Here are quotes from area natives and residents on Sept. 12, 2001.
Sam Angelo, Plains Township native,who worked on the 72nd floor of the second tower:
“The building is supposed to move but you don’t feel it,” Angelo, a bridge engineer, said of the the skyscraper’s subtle daily sway in the wind, comparing that to the jet’s impact. “It felt like it was going to fall down.”
They looked toward the windows, saw debris raining down and headed for the stairs, taking turns helping carry a woman who had trouble walking. The stairway began to fill with smoke; at the 44th floor, an open lobby allowed them to switch stairways … and to look outside to see that debris was flaming.
“These people went to work and were going about their business. To attack people without any affiliation … ,” Angelo said, pausing in thought. “I don’t know.”
Millie Warrent, Tobyhanna, who worked on the 14th floor of the first tower:
“All I could think about was staying alive. Seeing my kids and my grandson. I just had this feeling that if I stayed I would die.”
After getting out and running for safety, she turned to see a moment of hell.
“I looked back and actually saw people hanging from the building and jumping off. It was awful.”
Luis Vazquez, Tobyhanna,who worked in a building adjacent to the towers.
“It was like watching a movie. I saw people covered in blood running. And people carrying other people covered in blood. It was horrifying.
“When I got home last night I hugged my wife and I hugged my son, and I cried.”
Gloria Trocki, Wright Township, whose cousin Loretta Filipov lost her husband, Alexander, a passenger on one of the hijacked planes:
“My heart’s broken. When you’re with someone just last Saturday and then (he) is dead. … Here we were, hugging and kissing and everything.”
Bernie Walko, Edwardsville, whose son Robert was a chief master sergeant with the U.S. Air Force at the Pentagon:
“His office was right on the other side of the building. If it had been hit, it would have been completely wiped out,” Walko said, noting he waited 12 hours after the attack before hearing from Robert.
“From here on they’ll be recovering bodies.

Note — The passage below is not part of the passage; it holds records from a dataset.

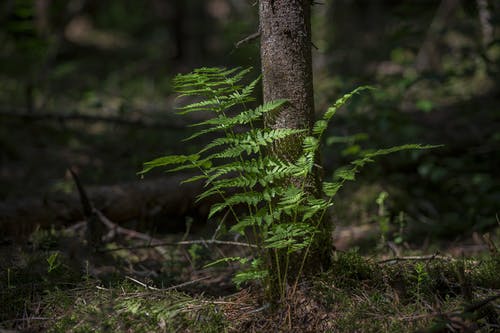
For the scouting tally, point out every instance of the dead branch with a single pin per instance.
(416, 258)
(145, 201)
(181, 243)
(90, 118)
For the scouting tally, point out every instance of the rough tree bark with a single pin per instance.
(286, 61)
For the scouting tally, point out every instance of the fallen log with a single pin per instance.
(163, 202)
(92, 118)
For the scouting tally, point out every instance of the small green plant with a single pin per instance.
(53, 262)
(281, 218)
(422, 278)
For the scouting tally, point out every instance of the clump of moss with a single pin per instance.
(130, 309)
(350, 269)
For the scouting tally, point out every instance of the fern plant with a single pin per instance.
(280, 218)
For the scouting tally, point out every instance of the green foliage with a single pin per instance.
(237, 169)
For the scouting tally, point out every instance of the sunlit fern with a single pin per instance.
(236, 167)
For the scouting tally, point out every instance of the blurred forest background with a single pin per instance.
(87, 84)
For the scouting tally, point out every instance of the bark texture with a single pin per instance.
(286, 61)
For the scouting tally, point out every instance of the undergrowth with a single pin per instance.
(428, 293)
(282, 215)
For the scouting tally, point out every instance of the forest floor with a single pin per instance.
(52, 283)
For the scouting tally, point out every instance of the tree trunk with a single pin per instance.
(285, 28)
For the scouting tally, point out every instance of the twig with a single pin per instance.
(416, 258)
(187, 283)
(198, 241)
(141, 283)
(247, 39)
(475, 306)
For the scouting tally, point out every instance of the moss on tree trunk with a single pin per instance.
(287, 73)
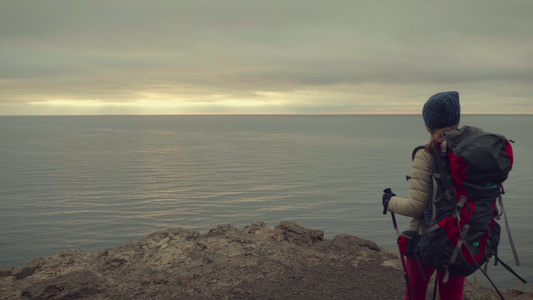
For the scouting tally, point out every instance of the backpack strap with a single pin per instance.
(513, 248)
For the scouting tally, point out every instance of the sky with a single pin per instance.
(86, 57)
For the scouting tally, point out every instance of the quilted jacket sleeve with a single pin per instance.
(414, 205)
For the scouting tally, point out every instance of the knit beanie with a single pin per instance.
(442, 110)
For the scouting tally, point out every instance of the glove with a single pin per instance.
(387, 194)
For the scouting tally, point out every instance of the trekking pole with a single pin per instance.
(404, 267)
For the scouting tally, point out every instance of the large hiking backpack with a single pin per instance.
(459, 232)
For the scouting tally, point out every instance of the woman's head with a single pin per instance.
(442, 110)
(441, 113)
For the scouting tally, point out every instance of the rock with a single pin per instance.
(256, 262)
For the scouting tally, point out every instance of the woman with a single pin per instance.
(441, 113)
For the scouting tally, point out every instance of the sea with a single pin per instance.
(93, 182)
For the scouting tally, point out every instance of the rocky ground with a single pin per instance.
(256, 262)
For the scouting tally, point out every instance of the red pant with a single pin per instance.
(451, 290)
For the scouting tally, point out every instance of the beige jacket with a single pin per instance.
(418, 192)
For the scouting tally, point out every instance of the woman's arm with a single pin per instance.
(419, 191)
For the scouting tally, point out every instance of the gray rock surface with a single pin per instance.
(256, 262)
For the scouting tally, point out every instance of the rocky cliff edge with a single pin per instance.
(256, 262)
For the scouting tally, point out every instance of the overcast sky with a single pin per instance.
(216, 56)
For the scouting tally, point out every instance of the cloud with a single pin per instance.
(275, 56)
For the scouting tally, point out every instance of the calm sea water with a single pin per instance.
(97, 181)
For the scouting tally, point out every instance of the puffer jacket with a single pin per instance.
(415, 204)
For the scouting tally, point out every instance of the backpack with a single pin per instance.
(459, 229)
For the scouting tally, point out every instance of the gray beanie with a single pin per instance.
(442, 110)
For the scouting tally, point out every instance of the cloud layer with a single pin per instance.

His job is to contact the next of kin. He’s not looking forward to that.”
Gary Wincz, Weatherly, who worked in a New Jersey rail yard when a co-worker called his attention to the first tower already in flames in the distance, in time to see the second plane approach:
“We said, ‘Holy crap, look at how low that thing is,’ ” Wincz said. “We saw it bank, straighten out and go into the building. The jet just disintegrated.”
On Sept. 12 Wincz saw a blank space and smoke where the towers should be.
“It’s sickening,” Wincz said. “You can’t help but look over.”